Bice looked at her, wondering too. "We do not go to parties. What is a party?" she said. "We go to the rooms—oh yes, and to the great receptions sometimes, and at hotels. Parties? I don't know what that means. Of course, I go with the Contessa to the rooms, and to the tables d'hôte. I give her my arm ever since I was tall enough. I carry her fan and her little things. When she sings I am always ready to play. They call me the shadow of the Contessa, for I always wear a black frock, and I never talk except when some one talks to me. It is most amusing how the English look at me. They say, Miss——? and then stop that I may tell them my name."
"And don't you?" said Lucy. "Do you know; though it is so strange to say it, I don't even know your name."
Bice laughed, but she made no attempt to supply the omission. "The Contessa thinks it is more piquant," she said. "But nothing is decided about me, till it is known how I turn out. If I am beautiful the Contessa will marry me well, and all will be right."

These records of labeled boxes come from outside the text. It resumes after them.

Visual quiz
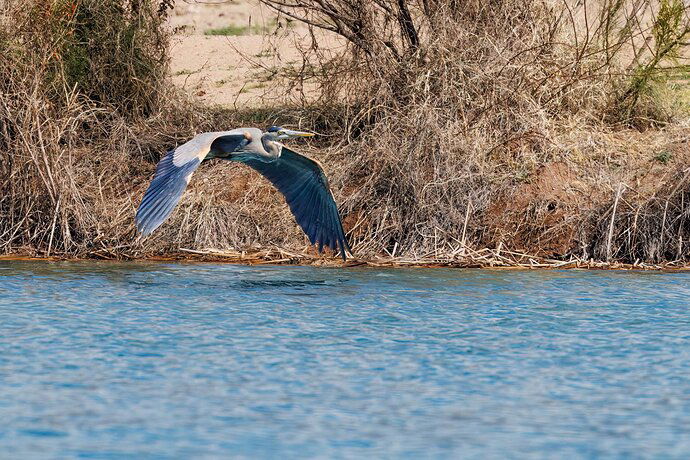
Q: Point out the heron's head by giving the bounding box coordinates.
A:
[266,126,314,140]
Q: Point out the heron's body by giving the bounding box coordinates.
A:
[136,127,349,258]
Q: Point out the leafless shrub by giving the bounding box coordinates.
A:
[262,0,690,257]
[0,0,184,254]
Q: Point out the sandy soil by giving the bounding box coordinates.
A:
[170,0,339,108]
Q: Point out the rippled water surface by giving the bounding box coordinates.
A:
[0,262,690,458]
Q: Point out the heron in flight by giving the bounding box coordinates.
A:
[136,126,351,259]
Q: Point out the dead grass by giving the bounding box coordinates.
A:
[0,0,690,267]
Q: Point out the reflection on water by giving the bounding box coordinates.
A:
[0,262,690,458]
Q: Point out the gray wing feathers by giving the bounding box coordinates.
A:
[136,150,201,235]
[244,147,350,259]
[136,129,253,235]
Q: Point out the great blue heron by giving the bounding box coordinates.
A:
[136,126,350,259]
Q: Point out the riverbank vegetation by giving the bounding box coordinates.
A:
[0,0,690,263]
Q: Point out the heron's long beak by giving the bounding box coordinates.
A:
[283,129,314,137]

"And is that what you—wish?" said Lucy, in a tone of horror.
"Monsieur, your brother," said Bice, with a laugh, "says I am not pretty, even. He says it does not matter. How ignorant men are, and stupid! And then suddenly they are old, old, and sour. I do not know which is the worst. I do not like men."
"And yet you think of being married, which it is not nice to speak of," said Lucy, with disapproval.
"Not—nice? Why is that? Must not girls be married? and if so, why not think of it?" said Bice, gravely. There was not the ghost of a blush upon her cheek. "If you might live without being married that would understand itself; but otherwise——"
"Indeed," cried Lucy, "you can, indeed you can! In England, at least. To marry for a living, that is terrible."
"Ah!" cried Bice, with interest, drawing her chair nearer, "tell me how that is to be done."
There was the seriousness of a practical interest in the girl's manner. The question was very vital to her. There was no other way of existence possible so far as she knew; but if there was it was well worth taking into consideration.